### Cross-Validation and the Bootstrap

resampling techniques

In [5]:
import numpy as np
import statsmodels.api as sm
from ISLP import load_data
from ISLP.models import (ModelSpec as MS,
                         summarize,
                         poly)
from sklearn.model_selection import train_test_split

In [7]:
from functools import partial
from sklearn.model_selection import \
     (cross_validate,
      KFold,
      ShuffleSplit)
from sklearn.base import clone
from ISLP.models import sklearn_sm

### Validation set Approach

We use the validation set approach in order to estimate the test error rates thatresult from fitting various linear models on the Auto data set

Here we use test_train_split() function to split the data into training and vaidation sets.

We be using random seed to deal with random elements.

In [13]:
Auto = load_data('Auto')
Auto_train, Auto_valid = train_test_split(Auto,
                                         test_size=196,
                                         random_state=0)

There are 392 obervation in this data set we use train test split to split them equally of size 196 using test_size=196

In [20]:
hp_mm = MS(['horsepower'])
X_train = hp_mm.fit_transform(Auto_train)
y_train = Auto_train['mpg']
model = sm.OLS(y_train, X_train)
results = model.fit()

with Auto_train we will fit a linear regression using only the obervations corresponding to the training set.

In [25]:
X_valid = hp_mm.transform(Auto_valid)
y_valid = Auto_valid['mpg']
valid_pred = results.predict(X_valid)
np.mean((y_valid - valid_pred)**2)

23.61661706966988

There is a method of results i.e predict() which is used to evaluate on the model matrix for this model created using the validation data set. we have also calculated the MSE of our model.

Here validation dataset is used for hyperparameter tuning. for checking overfitting!

In [29]:
def evalMSE(terms,
            response,
            train,
            test):

   mm = MS(terms)
   X_train = mm.fit_transform(train)
   y_train = train[response]

   X_test = mm.transform(test)
   y_test = test[response]

   results = sm.OLS(y_train, X_train).fit()
   test_pred = results.predict(X_test)

   return np.mean((y_test - test_pred)**2)
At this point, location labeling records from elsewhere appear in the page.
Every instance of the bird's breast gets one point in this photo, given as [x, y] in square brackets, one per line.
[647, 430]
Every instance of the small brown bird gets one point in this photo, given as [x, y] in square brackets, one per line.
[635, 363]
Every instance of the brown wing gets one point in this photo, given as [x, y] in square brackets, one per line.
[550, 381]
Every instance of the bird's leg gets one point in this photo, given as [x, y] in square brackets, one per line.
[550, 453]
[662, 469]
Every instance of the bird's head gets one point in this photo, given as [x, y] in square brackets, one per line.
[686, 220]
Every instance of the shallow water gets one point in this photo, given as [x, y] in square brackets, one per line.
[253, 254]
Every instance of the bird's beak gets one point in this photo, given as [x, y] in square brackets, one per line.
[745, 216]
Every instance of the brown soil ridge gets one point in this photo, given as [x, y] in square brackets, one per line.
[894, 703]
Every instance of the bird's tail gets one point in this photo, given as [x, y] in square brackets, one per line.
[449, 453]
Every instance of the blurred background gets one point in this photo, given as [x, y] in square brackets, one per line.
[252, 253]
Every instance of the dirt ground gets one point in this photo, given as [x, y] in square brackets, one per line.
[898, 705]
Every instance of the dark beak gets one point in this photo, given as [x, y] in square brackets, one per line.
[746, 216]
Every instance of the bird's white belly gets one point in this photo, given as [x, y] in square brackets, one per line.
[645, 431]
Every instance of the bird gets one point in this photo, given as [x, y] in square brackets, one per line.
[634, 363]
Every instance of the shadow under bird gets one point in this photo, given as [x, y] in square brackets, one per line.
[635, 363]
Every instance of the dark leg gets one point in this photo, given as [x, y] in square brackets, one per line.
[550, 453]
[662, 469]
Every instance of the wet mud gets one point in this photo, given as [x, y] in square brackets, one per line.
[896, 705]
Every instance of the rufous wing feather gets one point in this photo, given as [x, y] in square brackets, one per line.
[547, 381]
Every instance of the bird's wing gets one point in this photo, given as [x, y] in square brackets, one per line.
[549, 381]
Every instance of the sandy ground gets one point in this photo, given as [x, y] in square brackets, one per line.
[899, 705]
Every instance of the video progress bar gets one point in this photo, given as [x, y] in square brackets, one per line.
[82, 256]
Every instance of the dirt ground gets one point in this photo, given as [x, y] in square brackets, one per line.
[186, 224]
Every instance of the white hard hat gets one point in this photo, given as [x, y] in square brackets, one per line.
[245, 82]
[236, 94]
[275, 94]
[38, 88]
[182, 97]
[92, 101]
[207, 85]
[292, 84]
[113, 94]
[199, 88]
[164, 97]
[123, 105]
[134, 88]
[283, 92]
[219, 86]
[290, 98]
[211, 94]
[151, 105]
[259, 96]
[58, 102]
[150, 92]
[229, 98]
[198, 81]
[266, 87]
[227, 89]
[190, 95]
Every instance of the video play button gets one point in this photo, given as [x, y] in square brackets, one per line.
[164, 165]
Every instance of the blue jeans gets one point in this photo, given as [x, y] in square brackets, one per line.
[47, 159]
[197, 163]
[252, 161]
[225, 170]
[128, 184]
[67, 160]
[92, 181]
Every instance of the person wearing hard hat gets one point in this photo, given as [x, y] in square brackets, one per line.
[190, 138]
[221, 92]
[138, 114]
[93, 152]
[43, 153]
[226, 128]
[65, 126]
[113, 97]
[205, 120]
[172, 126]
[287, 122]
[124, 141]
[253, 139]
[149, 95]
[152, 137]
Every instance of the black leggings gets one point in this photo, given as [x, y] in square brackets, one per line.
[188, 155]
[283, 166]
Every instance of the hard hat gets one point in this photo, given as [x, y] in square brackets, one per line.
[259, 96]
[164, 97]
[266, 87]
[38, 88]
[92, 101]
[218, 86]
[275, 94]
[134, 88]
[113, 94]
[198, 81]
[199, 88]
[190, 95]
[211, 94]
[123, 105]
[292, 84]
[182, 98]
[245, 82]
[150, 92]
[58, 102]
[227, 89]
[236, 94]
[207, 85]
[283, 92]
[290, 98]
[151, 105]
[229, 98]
we provide a function evalMSE() that takes a model string as well as a training and test set and returns the MSE on the test set.

In [32]:
MSE = np.zeros(3)
for idx, degree in enumerate(range(1, 4)):
    MSE[idx] = evalMSE([poly('horsepower', degree)],
                       'mpg',
                       Auto_train,
                       Auto_valid)
MSE

array([23.61661707, 18.76303135, 18.79694163])

we use enumerate() function here to estimate the validation MSE using linear, Quadratic and cubic fits. It will give both the values and indices of objects as one iterates over a for loop.

In [37]:
Auto_train, Auto_valid = train_test_split(Auto,
                                          test_size=196,
                                          random_state=3)
MSE = np.zeros(3)
for idx, degree in enumerate(range(1, 4)):
    MSE[idx] = evalMSE([poly('horsepower', degree)],
                       'mpg',
                       Auto_train,
                       Auto_valid)
MSE

array([20.75540796, 16.94510676, 16.97437833])
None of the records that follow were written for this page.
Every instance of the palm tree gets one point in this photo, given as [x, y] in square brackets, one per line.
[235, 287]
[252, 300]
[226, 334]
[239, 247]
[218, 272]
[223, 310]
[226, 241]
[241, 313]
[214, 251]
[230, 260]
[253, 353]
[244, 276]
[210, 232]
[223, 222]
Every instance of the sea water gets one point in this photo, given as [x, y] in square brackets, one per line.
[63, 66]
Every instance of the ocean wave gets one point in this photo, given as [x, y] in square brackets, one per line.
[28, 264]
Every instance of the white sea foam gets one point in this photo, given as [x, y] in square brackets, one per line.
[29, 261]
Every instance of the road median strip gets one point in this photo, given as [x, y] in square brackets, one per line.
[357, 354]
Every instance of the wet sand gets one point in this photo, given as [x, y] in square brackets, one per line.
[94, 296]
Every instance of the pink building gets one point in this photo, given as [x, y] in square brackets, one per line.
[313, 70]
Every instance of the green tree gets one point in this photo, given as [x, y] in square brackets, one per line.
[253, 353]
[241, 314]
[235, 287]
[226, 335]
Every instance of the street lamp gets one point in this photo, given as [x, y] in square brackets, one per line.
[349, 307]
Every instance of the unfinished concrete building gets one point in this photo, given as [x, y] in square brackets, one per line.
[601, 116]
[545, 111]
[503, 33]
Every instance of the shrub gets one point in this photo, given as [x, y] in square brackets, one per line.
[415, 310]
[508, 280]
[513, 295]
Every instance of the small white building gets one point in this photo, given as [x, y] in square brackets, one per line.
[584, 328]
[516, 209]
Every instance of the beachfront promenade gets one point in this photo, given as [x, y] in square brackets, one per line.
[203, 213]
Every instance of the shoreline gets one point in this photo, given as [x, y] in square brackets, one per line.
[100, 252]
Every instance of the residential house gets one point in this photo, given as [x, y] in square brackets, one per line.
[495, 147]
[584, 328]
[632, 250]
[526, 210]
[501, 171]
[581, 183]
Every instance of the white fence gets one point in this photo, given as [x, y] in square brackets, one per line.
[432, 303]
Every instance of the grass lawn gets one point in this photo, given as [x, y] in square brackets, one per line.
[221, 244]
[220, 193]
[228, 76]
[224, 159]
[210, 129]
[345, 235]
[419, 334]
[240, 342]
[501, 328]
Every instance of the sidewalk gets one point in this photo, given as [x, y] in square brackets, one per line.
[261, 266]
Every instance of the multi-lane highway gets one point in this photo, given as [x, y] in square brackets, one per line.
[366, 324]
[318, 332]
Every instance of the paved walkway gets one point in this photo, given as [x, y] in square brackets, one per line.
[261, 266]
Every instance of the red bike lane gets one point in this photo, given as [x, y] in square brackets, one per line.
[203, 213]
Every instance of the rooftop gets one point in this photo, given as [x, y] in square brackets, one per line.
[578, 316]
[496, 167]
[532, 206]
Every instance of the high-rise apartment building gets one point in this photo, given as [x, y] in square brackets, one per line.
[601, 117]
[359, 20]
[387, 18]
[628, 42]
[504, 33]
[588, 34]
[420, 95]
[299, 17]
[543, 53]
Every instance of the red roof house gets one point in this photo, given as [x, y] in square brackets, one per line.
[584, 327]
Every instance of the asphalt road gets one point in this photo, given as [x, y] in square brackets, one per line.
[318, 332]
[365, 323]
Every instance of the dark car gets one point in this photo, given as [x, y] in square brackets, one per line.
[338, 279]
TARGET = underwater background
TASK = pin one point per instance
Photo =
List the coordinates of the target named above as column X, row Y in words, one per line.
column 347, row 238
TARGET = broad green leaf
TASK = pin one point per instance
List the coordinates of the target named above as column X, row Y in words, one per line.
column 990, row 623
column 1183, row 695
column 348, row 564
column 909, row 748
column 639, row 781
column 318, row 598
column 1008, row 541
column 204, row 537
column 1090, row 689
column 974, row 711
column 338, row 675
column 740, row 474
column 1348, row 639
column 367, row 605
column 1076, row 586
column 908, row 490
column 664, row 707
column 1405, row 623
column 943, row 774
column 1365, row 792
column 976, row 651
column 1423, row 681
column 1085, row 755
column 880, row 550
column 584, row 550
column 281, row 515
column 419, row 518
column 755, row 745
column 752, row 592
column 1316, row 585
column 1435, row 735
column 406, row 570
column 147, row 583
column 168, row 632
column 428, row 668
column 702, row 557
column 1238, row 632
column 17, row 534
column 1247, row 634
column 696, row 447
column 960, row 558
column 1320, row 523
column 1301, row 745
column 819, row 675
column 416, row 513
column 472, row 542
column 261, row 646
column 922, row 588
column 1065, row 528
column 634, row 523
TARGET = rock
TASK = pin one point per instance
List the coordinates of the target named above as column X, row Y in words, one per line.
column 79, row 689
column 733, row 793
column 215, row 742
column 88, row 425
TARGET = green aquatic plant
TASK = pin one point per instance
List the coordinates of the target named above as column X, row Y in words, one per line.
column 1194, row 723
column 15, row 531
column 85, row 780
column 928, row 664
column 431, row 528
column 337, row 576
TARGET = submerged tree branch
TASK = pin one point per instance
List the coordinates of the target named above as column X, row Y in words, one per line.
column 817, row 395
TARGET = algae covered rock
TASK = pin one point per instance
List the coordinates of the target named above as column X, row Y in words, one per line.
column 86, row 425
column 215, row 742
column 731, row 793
using this split of observations into a training set and a validation set, we find that the validation set error rates for the models with linar, quadratic and cubic terms are 20.76, 16.95, 16.97. These results are cosistent with the previous findings thata model that predicts `mpg` using a quadratic function of `horsepower` performs better than a model that involves only a linear function of horsepower and there is no evidence of an improvement in using a cubic fucntion of horsepower.

### Cross-Validation

Cross-validation helps check how well a model works. In Python, it’s easiest to do this using sklearn. But if you build your model using statsmodels, it won’t work directly with sklearn. To fix this, we use a `wrapper` called sklearn_sm() from the ISLP package. This wrapper connects statsmodels models with sklearn tools. You can also give it extra info like the formula and model settings. This makes cross-validation simple, even for statsmodels models.

In [43]:
hp_model = sklearn_sm(sm.OLS,
                      MS(['horsepower']))
X, Y = Auto.drop(columns=['mpg']), Auto['mpg']
cv_results = cross_validate(hp_model,
                            X,
                            Y,
                            cv=Auto.shape[0])
cv_err = np.mean(cv_results['test_score'])
cv_err

24.231513517929226

The cross_validate() function in sklearn needs a model (with fit(), predict(), and score() methods), feature data X, and response Y. If we set the cv argument to a number K, it does *K-fold cross-validation. If we set it equal to the total number of observations, it performs **leave-one-out cross-validation (LOOCV). This function returns a dictionary, but we only need the test score (MSE), which in one case is 24.23. We can repeat this for more complex models. To do this automatically, we use a for loop that fits **polynomial models from degree 1 to 5*, calculates the cross-validation error, and saves each result in a list called cv_error. The variable d in the loop is the polynomial degree. Running this might take a few seconds.

In [50]:
cv_error = np.zeros(5)
H = np.array(Auto['horsepower'])
M = sklearn_sm(sm.OLS)
for i, d in enumerate(range(1,6)):
    X = np.power.outer(H, np.arange(d+1))
    M_CV = cross_validate(M,
                          X,
                          Y,
                          cv=Auto.shape[0])
    cv_error[i] = np.mean(M_CV['test_score'])
cv_error

array([24.23151352, 19.24821312, 19.33498406, 19.42443033, 19.03324353])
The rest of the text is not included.